Who’s who in Dr. Who 

29 August 2019 tbs.pm/69508

YOUR SPINE-CHILLING GUIDE TO TV’s CHAMBER OF HORRORS

 

From the Daily Express for 20 March 1971

WHEN Jon Pertwee took over the swirling mantle of B.B.C.1’s Dr. Who more than a year ago he vowed to play the part straight. Without, as he put it, the baggy trousers.

And even while warding off attacks from a succession of outlandish adversaries like Silurians, Autons, Primords and Axons he has not swerved from that principle.

The result has been more than gratifying, he told me.

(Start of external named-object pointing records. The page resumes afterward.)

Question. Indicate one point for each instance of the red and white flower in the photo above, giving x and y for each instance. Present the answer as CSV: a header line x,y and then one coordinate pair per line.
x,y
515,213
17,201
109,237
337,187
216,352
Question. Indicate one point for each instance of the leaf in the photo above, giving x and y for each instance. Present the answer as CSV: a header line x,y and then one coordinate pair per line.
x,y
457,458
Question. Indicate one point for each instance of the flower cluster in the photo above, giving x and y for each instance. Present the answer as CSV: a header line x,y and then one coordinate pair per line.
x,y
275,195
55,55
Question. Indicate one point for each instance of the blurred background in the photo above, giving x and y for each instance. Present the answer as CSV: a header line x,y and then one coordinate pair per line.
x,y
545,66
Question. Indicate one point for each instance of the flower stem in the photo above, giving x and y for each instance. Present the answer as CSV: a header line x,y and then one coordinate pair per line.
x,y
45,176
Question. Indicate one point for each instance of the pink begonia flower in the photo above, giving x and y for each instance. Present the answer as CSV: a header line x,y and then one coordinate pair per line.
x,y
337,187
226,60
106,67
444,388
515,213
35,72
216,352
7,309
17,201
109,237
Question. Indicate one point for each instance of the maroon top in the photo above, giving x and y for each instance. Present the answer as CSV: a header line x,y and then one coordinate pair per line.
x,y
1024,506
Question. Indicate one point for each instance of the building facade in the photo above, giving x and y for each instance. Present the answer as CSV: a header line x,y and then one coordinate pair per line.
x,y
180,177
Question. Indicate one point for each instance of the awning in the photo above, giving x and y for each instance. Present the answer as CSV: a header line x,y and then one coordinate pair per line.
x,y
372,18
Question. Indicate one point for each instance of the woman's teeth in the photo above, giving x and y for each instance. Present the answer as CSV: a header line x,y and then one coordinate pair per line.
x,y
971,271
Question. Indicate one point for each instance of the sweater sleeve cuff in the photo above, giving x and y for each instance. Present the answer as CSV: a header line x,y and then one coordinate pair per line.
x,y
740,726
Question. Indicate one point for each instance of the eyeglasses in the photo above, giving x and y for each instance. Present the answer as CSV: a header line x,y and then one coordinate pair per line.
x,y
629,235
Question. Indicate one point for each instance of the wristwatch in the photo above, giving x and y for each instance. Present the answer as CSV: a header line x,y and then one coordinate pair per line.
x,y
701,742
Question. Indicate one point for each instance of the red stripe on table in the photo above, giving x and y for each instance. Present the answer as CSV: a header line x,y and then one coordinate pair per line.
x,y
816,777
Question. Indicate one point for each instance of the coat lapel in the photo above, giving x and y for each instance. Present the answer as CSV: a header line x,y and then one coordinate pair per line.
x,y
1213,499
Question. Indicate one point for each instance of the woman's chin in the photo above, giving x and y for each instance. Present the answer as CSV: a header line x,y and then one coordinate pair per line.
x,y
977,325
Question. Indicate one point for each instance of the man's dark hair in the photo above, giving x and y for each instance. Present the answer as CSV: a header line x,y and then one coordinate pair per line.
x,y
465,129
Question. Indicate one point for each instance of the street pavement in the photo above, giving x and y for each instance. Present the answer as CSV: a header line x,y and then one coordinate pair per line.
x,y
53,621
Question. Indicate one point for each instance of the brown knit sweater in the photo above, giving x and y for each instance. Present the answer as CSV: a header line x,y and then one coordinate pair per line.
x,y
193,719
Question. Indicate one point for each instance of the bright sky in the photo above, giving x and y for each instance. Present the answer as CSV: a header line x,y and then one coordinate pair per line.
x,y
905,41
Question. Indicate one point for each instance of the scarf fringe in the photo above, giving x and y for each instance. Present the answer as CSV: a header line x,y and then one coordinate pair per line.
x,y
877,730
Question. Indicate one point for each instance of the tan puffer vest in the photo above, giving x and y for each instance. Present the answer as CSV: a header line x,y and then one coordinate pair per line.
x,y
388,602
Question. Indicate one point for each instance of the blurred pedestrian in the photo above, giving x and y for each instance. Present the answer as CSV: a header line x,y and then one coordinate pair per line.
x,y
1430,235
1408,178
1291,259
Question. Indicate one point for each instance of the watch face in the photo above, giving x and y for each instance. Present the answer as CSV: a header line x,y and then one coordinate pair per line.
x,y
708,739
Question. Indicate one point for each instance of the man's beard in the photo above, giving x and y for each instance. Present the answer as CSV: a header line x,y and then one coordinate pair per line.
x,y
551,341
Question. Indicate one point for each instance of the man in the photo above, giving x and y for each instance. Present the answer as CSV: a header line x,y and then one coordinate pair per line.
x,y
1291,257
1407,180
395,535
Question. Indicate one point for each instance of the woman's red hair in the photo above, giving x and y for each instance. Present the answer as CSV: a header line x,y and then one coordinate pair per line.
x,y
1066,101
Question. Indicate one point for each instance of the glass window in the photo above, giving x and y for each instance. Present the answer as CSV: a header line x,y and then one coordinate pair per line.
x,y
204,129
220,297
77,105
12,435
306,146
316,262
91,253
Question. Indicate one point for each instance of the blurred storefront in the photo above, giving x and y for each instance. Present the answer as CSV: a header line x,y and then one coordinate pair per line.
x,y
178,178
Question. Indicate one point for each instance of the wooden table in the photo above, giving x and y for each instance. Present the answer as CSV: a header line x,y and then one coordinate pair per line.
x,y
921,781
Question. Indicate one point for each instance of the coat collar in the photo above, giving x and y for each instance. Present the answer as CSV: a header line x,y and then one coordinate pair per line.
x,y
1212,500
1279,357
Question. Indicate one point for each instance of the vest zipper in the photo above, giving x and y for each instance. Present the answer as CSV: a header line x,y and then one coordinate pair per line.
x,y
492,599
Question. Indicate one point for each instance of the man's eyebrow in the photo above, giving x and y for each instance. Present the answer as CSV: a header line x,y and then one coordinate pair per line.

“Our viewing figures have shot up this season to the nine million mark and while the kids are still lapping it up we are attracting more and more adult viewers”

Fantasy

SHAGGY, growling, grimacing Primord, the transfigured terror of Director Stahlman, gave Dr. Who one of his biggest tests last June. Under the whiskers — Olaf Pooley.

The secret of the show’s growing popularity?

“Because, basically, it is more scary than it used to be. And it’s more scary because we now play it as science fiction rather than science fantasy.

“We have brought the monsters down to earth instead of zooming off to other planets to tackle them. Somehow, it’s far more terrifying if you can identify with what’s happening on the screen — the idea of meeting a Yeti shuffling down your High Street is more alarming than one somewhere in outer space.

“With most of the action being earth-bound too, we can shoot on actual locations rather than in studio sets — and this adds even more to the realism”

Fifty-one-year-old RADA-trained Pertwee agreed to take on the role partly because he wanted a larger audience to accept him as a straight actor and not only as a comedian

So his decision to play Dr. Who “for real” included using his genuine voice rather than one of the wide range of “funny” accents he has at his command.

“If there is humour in the script I use it, of course, but I won’t speak lines of dialogue that are nonsense because this would destroy the sense of realism I am trying to achieve,” he said.

But does the increased realism equate with more terror for the younger children?

‘We have been sniped at for frightening kids behind the sofa and all that sort of thing,” said Pertwee, “but nearly all the children I have met can take it— and more. And that is another reason I don’t play the part tongue-in-cheek: you can’t kid kids.

“Five-fifteen on a Saturday evening is family viewing time. In that, way it differs from other nights of the week. And if you have a particularly susceptible child there is nothing to stop you leaning forward at an angle of 45 degrees and turning that little button.”


• Jon Pertwee’s predecessor Patrick Troughton, who for three years played the Dr. Who role with a more comic, lighter touch, went on to greater dramatic things — the scheming Duke of Norfolk in the successful “The Six Wives of Henry VIII.”


Russ J Graham writes:

A bit of fluff from the Daily Express in 1971, ahead of episode 2 of The Claws of Axos debuting on BBC-1 that night.

Jon Pertwee takes care to stress how Doctor Who is now more realistic-seeming for being Earth-based; this despite him and Katy Manning just having finished recording the following adventure, Colony in Space, which saw the Doctor leaving Earth in his Tardis. This would become more common from that point on.

Of course, the Express wouldn’t be the Express if it didn’t put the boot in at some point in a feature. Here it’s done subtly against Patrick Troughton: mentions of ‘no more baggy trousers’, a new seriousness, more realism… and a final, off-topic paragraph about how he’s gone on to better and more upmarket things since. Nice way to condemn three years of the show and its former lead actor, then damn him again with faint praise. And a very good job at making it seem like Pertwee was slagging off Troughton’s portrayal, despite the two of them being friends in real life.

All-in-all, a nice glimpse into both how Doctor Who was publicised in the early 1970s and how newspapers can spin anything into anything if they want to.

You Say

2 responses to this article

Richard 29 August 2019 at 6:02 pm

Proof, were it ever needed (and in my mind it isn’t) that Who always promoted as family show until the management mid eighties kickings…

Trevor Wells 16 October 2019 at 10:06 am

The Pertwee years introduced colour to the series & the late great Roger Delgado as The Master. The 23/11 anniversary falls on a Saturday this year. Dr Who magazine is 40 years old I remember it being launched at a convention back in 1978.